Stuttgart Grüne und CDU wollen ab Mittwoch inhaltlich verhandeln

Sondierungsgespräche zwischen CDU und Grünen. Foto: Philip Schwarz
Sondierungsgespräche zwischen CDU und Grünen. Foto: Philip Schwarz
Stuttgart / dpa 01.04.2016

Nach dem grünen Licht aus den Parteigremien rüsten sich Grüne und CDU in Baden-Württemberg für die nun anstehenden Koalitionsverhandlungen. An diesem Freitag wollen sich Vertreter beider Parteien treffen, um den Zeitplan und die Bildung von Arbeitsgruppen zu besprechen, wie eine Sprecherin der Grünen am Donnerstag in Stuttgart sagte. Die inhaltlichen Gespräche für Grün-Schwarz sollen zügig in Gang kommen - voraussichtlich in der kommenden Woche.

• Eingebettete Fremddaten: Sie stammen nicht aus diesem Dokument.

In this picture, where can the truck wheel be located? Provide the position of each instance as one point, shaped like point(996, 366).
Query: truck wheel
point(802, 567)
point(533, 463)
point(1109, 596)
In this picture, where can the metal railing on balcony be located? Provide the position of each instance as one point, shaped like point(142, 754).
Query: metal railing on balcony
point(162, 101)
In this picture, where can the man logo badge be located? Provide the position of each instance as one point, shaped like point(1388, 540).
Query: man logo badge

Die CDU-Gremien hatten am Mittwoch für die Aufnahme von Koalitionsgesprächen für ein grün-schwarzes Bündnis gestimmt. Bei der Vorstandssitzung am Abend, an der auch die CDU-Kreischefs teilnahmen, gab es nach Angaben von Teilnehmern eine teils kontroverse Debatte um die Niederlage der CDU bei der Landtagswahl am 13. März, die Zukunft von Fraktionschef Guido Wolf und die Frage, ob die Mitglieder am Ende über einen grün-schwarzen Koalitionsvertrag abstimmen sollen.

Einige Teilnehmer forderten neben einer Aufarbeitung des Wahlergebnisses zur Landtagswahl auch einen Rücktritt von Wolf, der als Spitzenkandidat das desolate Ergebnis von 27 Prozent eingefahren hatte. Zwei Tage nach der Landtagswahl hatte Wolf sich im Amt des Fraktionsvorsitzenden bestätigen lassen. Manche Parteimitglieder sind der Meinung, Wolf müsse die Verantwortung für die Wahlniederlage übernehmen. Wolf selbst lehnt einen Rücktritt bislang ab.

CDU-Landeschef Thomas Strobl hat bereits mehrfach angekündigt, dass die Parteibasis auf dem Weg zu einer grün-schwarzen Koalition eingebunden werden solle. Wie dies geschehen soll, ist allerdings noch offen. Die von vielen geforderte Mitgliederbefragung birgt das Risiko, dass die Mehrheit einen mühsam ausgehandelten Koalitionsvertrag mit den Grünen ablehnen könnte. Strobl sagte dem Magazin "Focus", er werde den Kreisvorsitzenden vorschlagen, in allen Kreisverbänden einen Kreisparteitag zu machen. Dort solle über die Ergebnisse der Koalitionsverhandlungen beraten werden. Zudem brauche es Basiskonferenzen der Bezirksverbände.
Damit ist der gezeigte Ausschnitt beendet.